JAMB UTMEPhysicsMechanics2022

A car accelerates from rest at 2 m/s² for 5 s. Final velocity?

A5 m/s
B7 m/s
C10 m/sCORRECT
D25 m/s
AI
Toasta AI Explanation
Why the answer is C, and why the others tempt you.
## The reasoning This is **uniform acceleration** — when velocity increases steadily.
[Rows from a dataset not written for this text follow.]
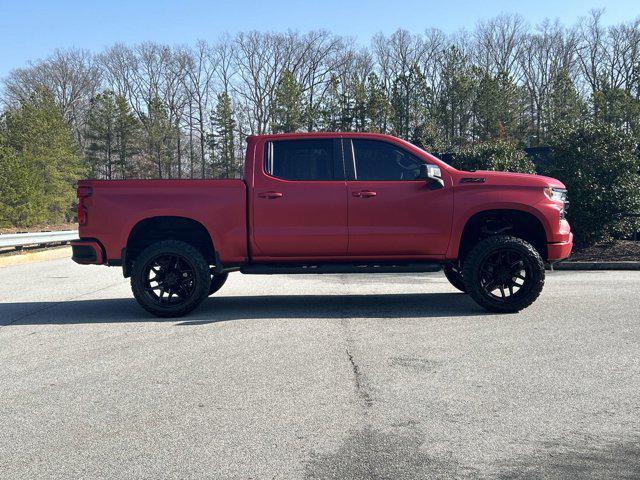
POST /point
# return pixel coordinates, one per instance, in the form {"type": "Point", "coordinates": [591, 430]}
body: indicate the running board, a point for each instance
{"type": "Point", "coordinates": [379, 267]}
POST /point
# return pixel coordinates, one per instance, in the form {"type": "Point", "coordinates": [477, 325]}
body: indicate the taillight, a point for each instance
{"type": "Point", "coordinates": [84, 191]}
{"type": "Point", "coordinates": [82, 214]}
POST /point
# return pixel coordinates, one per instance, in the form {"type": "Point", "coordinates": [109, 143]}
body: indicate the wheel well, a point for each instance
{"type": "Point", "coordinates": [151, 230]}
{"type": "Point", "coordinates": [517, 223]}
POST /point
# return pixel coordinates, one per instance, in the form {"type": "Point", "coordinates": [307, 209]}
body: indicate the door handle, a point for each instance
{"type": "Point", "coordinates": [271, 195]}
{"type": "Point", "coordinates": [364, 194]}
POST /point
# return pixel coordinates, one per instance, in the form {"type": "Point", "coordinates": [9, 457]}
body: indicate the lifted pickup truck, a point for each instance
{"type": "Point", "coordinates": [327, 203]}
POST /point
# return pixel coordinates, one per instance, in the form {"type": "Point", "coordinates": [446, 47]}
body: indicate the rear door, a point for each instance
{"type": "Point", "coordinates": [392, 212]}
{"type": "Point", "coordinates": [300, 200]}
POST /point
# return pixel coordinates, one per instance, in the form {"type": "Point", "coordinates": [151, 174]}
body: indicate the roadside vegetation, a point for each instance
{"type": "Point", "coordinates": [557, 100]}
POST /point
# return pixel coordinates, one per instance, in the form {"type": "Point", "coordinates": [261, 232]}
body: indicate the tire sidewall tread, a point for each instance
{"type": "Point", "coordinates": [492, 244]}
{"type": "Point", "coordinates": [201, 271]}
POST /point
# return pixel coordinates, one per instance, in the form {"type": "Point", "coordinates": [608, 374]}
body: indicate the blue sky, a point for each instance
{"type": "Point", "coordinates": [32, 29]}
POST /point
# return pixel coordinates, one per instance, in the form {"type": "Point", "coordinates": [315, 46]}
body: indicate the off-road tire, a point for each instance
{"type": "Point", "coordinates": [217, 281]}
{"type": "Point", "coordinates": [198, 266]}
{"type": "Point", "coordinates": [453, 273]}
{"type": "Point", "coordinates": [482, 252]}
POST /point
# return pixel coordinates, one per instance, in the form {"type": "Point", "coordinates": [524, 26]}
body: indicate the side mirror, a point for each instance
{"type": "Point", "coordinates": [432, 174]}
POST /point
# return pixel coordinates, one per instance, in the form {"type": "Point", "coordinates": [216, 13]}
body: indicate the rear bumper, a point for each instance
{"type": "Point", "coordinates": [559, 250]}
{"type": "Point", "coordinates": [87, 252]}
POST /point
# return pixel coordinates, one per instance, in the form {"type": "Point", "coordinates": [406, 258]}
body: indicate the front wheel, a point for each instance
{"type": "Point", "coordinates": [170, 278]}
{"type": "Point", "coordinates": [504, 274]}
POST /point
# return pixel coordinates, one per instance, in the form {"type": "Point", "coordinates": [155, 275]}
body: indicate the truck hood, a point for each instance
{"type": "Point", "coordinates": [512, 179]}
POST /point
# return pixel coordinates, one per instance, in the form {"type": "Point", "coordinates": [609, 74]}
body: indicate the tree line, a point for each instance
{"type": "Point", "coordinates": [160, 111]}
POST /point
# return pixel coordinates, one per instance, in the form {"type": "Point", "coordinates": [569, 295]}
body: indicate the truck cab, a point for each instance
{"type": "Point", "coordinates": [327, 203]}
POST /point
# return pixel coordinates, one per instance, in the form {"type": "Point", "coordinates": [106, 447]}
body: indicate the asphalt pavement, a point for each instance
{"type": "Point", "coordinates": [317, 377]}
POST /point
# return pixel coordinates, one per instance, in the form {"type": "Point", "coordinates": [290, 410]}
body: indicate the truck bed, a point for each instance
{"type": "Point", "coordinates": [115, 206]}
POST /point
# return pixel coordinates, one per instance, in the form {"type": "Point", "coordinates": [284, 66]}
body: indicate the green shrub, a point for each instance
{"type": "Point", "coordinates": [599, 165]}
{"type": "Point", "coordinates": [500, 155]}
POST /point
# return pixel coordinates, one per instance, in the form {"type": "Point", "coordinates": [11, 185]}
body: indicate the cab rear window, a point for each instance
{"type": "Point", "coordinates": [300, 159]}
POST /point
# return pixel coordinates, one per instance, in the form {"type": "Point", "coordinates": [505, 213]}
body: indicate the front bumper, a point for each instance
{"type": "Point", "coordinates": [87, 252]}
{"type": "Point", "coordinates": [559, 250]}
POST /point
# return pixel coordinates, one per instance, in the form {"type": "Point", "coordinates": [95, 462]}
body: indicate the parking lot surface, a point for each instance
{"type": "Point", "coordinates": [314, 377]}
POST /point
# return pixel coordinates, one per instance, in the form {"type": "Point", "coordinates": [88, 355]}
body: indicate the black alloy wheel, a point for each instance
{"type": "Point", "coordinates": [504, 274]}
{"type": "Point", "coordinates": [170, 278]}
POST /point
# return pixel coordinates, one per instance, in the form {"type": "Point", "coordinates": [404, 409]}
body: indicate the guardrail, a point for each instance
{"type": "Point", "coordinates": [17, 240]}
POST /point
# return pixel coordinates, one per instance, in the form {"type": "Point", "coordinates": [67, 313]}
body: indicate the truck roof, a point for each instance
{"type": "Point", "coordinates": [321, 135]}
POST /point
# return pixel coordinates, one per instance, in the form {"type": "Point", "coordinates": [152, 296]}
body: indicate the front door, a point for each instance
{"type": "Point", "coordinates": [300, 200]}
{"type": "Point", "coordinates": [392, 211]}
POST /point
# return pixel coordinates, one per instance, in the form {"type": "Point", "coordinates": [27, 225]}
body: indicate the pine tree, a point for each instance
{"type": "Point", "coordinates": [127, 137]}
{"type": "Point", "coordinates": [496, 107]}
{"type": "Point", "coordinates": [288, 108]}
{"type": "Point", "coordinates": [379, 108]}
{"type": "Point", "coordinates": [565, 106]}
{"type": "Point", "coordinates": [159, 133]}
{"type": "Point", "coordinates": [100, 133]}
{"type": "Point", "coordinates": [39, 163]}
{"type": "Point", "coordinates": [221, 141]}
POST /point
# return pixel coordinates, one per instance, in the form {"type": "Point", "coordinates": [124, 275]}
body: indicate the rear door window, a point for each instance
{"type": "Point", "coordinates": [302, 160]}
{"type": "Point", "coordinates": [376, 160]}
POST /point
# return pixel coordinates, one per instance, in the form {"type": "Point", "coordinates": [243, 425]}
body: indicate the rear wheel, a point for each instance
{"type": "Point", "coordinates": [170, 278]}
{"type": "Point", "coordinates": [504, 274]}
{"type": "Point", "coordinates": [217, 281]}
{"type": "Point", "coordinates": [453, 272]}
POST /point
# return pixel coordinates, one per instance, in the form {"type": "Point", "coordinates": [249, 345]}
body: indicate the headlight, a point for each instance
{"type": "Point", "coordinates": [556, 194]}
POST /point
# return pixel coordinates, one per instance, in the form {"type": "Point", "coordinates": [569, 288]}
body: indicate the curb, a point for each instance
{"type": "Point", "coordinates": [23, 257]}
{"type": "Point", "coordinates": [597, 266]}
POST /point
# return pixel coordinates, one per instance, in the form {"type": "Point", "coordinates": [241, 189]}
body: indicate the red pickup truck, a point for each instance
{"type": "Point", "coordinates": [327, 203]}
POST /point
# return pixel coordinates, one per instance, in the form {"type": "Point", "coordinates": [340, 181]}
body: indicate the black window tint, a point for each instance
{"type": "Point", "coordinates": [301, 160]}
{"type": "Point", "coordinates": [376, 160]}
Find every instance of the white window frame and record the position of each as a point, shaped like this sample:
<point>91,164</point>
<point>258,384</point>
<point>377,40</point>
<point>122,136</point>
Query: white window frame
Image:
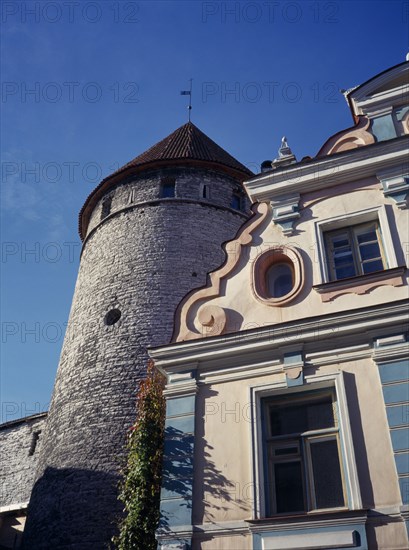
<point>334,381</point>
<point>377,213</point>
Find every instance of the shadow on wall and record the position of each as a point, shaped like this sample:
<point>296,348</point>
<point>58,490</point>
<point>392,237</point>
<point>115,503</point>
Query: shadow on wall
<point>53,511</point>
<point>177,480</point>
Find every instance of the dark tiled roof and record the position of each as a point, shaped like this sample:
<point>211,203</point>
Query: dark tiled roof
<point>187,142</point>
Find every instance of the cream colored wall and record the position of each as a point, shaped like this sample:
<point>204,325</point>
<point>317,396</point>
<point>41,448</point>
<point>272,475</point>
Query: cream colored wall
<point>237,542</point>
<point>236,296</point>
<point>227,457</point>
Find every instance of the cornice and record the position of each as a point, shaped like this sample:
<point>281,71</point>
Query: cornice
<point>357,324</point>
<point>328,171</point>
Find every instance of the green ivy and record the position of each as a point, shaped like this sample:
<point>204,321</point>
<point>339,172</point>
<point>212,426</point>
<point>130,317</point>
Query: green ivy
<point>141,484</point>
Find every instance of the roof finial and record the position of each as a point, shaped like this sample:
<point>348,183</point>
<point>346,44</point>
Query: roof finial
<point>285,155</point>
<point>284,150</point>
<point>189,93</point>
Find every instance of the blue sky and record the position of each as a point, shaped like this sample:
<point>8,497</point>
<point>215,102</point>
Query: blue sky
<point>87,86</point>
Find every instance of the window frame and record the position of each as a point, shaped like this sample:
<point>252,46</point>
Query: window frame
<point>205,193</point>
<point>302,441</point>
<point>167,183</point>
<point>352,232</point>
<point>333,382</point>
<point>326,226</point>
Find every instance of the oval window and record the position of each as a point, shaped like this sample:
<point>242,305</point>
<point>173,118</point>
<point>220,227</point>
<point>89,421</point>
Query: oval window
<point>112,317</point>
<point>279,280</point>
<point>278,275</point>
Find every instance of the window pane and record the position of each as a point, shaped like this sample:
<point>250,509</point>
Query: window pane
<point>301,418</point>
<point>343,272</point>
<point>370,235</point>
<point>370,250</point>
<point>288,420</point>
<point>279,280</point>
<point>383,128</point>
<point>340,241</point>
<point>343,259</point>
<point>327,474</point>
<point>320,416</point>
<point>370,267</point>
<point>168,190</point>
<point>289,488</point>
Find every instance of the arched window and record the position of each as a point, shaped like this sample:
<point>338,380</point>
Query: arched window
<point>279,280</point>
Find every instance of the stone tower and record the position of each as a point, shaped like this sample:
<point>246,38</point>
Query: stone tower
<point>151,231</point>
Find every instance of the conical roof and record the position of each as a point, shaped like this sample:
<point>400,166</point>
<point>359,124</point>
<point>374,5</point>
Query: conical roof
<point>187,145</point>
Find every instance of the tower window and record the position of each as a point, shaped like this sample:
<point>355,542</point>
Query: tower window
<point>355,250</point>
<point>106,207</point>
<point>167,189</point>
<point>236,201</point>
<point>302,451</point>
<point>205,191</point>
<point>112,317</point>
<point>34,440</point>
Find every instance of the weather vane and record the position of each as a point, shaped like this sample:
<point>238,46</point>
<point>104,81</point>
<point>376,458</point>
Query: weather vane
<point>189,93</point>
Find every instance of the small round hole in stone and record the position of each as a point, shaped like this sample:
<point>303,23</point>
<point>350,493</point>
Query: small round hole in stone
<point>112,317</point>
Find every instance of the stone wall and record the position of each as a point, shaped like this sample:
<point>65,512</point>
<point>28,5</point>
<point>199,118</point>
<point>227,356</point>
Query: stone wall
<point>141,260</point>
<point>20,442</point>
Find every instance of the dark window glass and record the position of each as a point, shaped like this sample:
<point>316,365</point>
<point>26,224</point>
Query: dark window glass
<point>301,418</point>
<point>167,188</point>
<point>236,201</point>
<point>302,453</point>
<point>279,280</point>
<point>289,487</point>
<point>106,207</point>
<point>327,474</point>
<point>354,251</point>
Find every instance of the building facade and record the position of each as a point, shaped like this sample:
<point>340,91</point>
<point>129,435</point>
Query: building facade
<point>150,233</point>
<point>288,376</point>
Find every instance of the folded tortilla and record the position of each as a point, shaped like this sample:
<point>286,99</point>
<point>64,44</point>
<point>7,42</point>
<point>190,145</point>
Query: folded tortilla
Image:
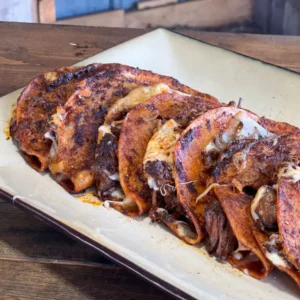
<point>250,259</point>
<point>75,126</point>
<point>37,103</point>
<point>196,152</point>
<point>138,128</point>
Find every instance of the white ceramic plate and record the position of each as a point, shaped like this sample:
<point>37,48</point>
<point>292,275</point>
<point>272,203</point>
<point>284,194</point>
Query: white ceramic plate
<point>150,250</point>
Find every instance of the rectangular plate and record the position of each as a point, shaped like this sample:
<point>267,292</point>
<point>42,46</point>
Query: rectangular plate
<point>147,249</point>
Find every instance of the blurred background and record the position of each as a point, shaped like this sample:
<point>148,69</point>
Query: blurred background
<point>243,16</point>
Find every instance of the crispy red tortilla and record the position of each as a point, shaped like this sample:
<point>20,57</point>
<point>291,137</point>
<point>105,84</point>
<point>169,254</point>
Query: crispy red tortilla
<point>261,162</point>
<point>190,174</point>
<point>84,112</point>
<point>35,106</point>
<point>236,206</point>
<point>261,239</point>
<point>138,128</point>
<point>288,217</point>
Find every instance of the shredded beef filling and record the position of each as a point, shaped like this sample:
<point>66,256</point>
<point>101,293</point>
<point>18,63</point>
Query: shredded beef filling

The key formula is: **v = u + at** Where: - v = final velocity (what we're finding) - u = initial velocity = 0 m/s (starts from rest) - a = acceleration = 2 m/s² - t = time = 5 s Substituting: v = 0 + (2)(5) = **10 m/s** Think of it this way: every second, the car gains 2 m/s. After 5 seconds, it's gained 2 × 5 = 10 m/s. ## Why the wrong options tempt you **A) 5 m/s** — You might subtract instead of multiply, or confuse time with velocity. **B) 7 m/s** — This comes from adding a and t (2 + 5), which makes no physical sense — you can't add seconds to m/s²! **D) 25 m/s** — You probably used v = ½at² (which gives *distance*, not velocity) or squared something incorrectly. ## Quick takeaway **Velocity gained = acceleration × time.** If something accelerates at 2 m/s² for 5 seconds, it picks up 2 m/s every second, totaling 10 m/s. Master this, and JAMB can't trick you!